Geithner and Obama quickly turned to increasing taxes and regulations through extensive health care reforms and an aborted attempt at ceilings and trade. It is clear why they wanted to do these things: they had a narrow window with sky-high approval rates and a Filibus-proof congress; They didn't want to miss their opportunity. They wanted to achieve important political goals.
However, this policy had a negative economic impact. They increased the costs and uncertainties associated with new investments and made it difficult for the Federal Reserve to boost private business.
Then, in 2011, Obama turned to reducing the deficit prematurely. This could have been something he really wanted to do deeply, or he could have been motivated by the tea party movement. I guess it was both. In this case, he overestimated the impact of the Tea Party on the fundamental priorities of the Republican legislature.
The government took a tough brinkmanship with the Republican Congress. Again and again, as the clock slipped repeatedly to the debt ceiling, Obama insisted on exchanging spending cuts for tax increases. When it emerged that this strategy was not sufficiently stress-inducing to make good use of the deficit, a third artificial crisis in the form of the Sequester was evoked.

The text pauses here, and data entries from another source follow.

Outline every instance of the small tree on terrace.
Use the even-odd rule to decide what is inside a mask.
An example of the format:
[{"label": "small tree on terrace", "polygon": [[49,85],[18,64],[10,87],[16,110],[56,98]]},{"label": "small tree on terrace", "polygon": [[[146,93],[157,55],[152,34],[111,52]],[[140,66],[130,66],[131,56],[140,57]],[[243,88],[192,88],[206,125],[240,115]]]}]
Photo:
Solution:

These efforts depressed economic demand directly by increasing taxes and cutting spending, and indirectly by bringing political uncertainty to an unprecedented level. As a result, the recovery was slower and more uneven than necessary.

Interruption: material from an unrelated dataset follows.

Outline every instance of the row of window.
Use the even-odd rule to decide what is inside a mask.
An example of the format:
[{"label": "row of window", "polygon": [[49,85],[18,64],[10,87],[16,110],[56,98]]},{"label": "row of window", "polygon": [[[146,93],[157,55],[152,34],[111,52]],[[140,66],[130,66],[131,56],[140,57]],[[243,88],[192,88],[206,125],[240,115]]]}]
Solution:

If he becomes president next year, Biden will have to go in exactly the opposite direction. Big plans to restructure the economy must be put on hold. All further incentive efforts must focus on increasing long-term investment. Above all, since the US can borrow at a negative real interest rate for 30 years, Biden should recognize that the deficit can wait.

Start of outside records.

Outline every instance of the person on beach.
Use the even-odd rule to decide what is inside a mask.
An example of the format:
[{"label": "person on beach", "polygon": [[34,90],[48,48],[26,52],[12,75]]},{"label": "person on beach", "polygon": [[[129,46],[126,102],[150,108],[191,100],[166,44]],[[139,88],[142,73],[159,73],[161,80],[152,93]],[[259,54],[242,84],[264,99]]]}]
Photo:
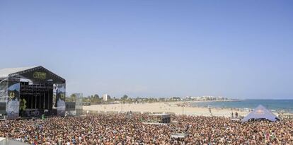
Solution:
[{"label": "person on beach", "polygon": [[[173,115],[172,120],[178,123],[141,122],[148,117],[135,113],[127,117],[123,113],[5,120],[0,121],[0,137],[48,145],[293,144],[292,120],[239,123],[224,117]],[[36,127],[36,122],[42,126]],[[185,129],[186,137],[171,139],[173,128]]]}]

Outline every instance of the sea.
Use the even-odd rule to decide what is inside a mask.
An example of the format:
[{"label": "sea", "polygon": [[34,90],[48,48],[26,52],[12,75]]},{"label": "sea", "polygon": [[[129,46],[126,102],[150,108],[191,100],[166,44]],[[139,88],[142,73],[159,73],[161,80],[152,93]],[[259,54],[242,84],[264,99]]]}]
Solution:
[{"label": "sea", "polygon": [[193,107],[226,108],[252,110],[262,105],[272,112],[293,113],[293,100],[239,100],[232,101],[193,102]]}]

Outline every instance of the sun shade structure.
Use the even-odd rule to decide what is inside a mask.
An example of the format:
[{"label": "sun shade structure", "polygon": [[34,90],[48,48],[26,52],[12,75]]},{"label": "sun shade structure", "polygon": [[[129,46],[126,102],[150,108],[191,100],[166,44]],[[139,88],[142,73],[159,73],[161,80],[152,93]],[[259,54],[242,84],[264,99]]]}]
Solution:
[{"label": "sun shade structure", "polygon": [[251,113],[246,116],[242,122],[248,122],[251,120],[268,120],[272,122],[280,120],[280,119],[275,115],[272,112],[268,110],[267,108],[261,105],[259,105],[255,109],[253,110]]}]

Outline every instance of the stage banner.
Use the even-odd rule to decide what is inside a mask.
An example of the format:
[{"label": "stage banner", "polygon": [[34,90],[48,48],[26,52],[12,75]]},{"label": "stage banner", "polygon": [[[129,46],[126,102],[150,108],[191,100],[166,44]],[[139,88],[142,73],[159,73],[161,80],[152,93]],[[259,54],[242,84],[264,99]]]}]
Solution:
[{"label": "stage banner", "polygon": [[65,83],[57,84],[57,115],[59,116],[65,116]]},{"label": "stage banner", "polygon": [[8,81],[6,103],[6,113],[8,119],[18,118],[19,116],[20,89],[19,81]]}]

There will be no reason to raise taxes for Americans as they have trouble reconciling their lives after the coronavirus crisis wears off. Even efforts to cope with long-term spending increases that will ultimately have to be undertaken will inevitably lead to further slowdowns, peaks in uncertainty and declines in investment.
A decade ago, the Obama administration neglected the economic recovery in favor of long-standing priorities. This was a mistake that slowed the recovery and reduced the economic fate of a generation. Business cannot afford to have President Biden make the same mistake.
This column does not necessarily reflect the opinion of the editors or Bloomberg LP and its owners.
Karl W. Smith, a former assistant professor of economics at the University of North Carolina and founder of the blog Modeled Behavior, is vice president of federal policy at the Tax Foundation.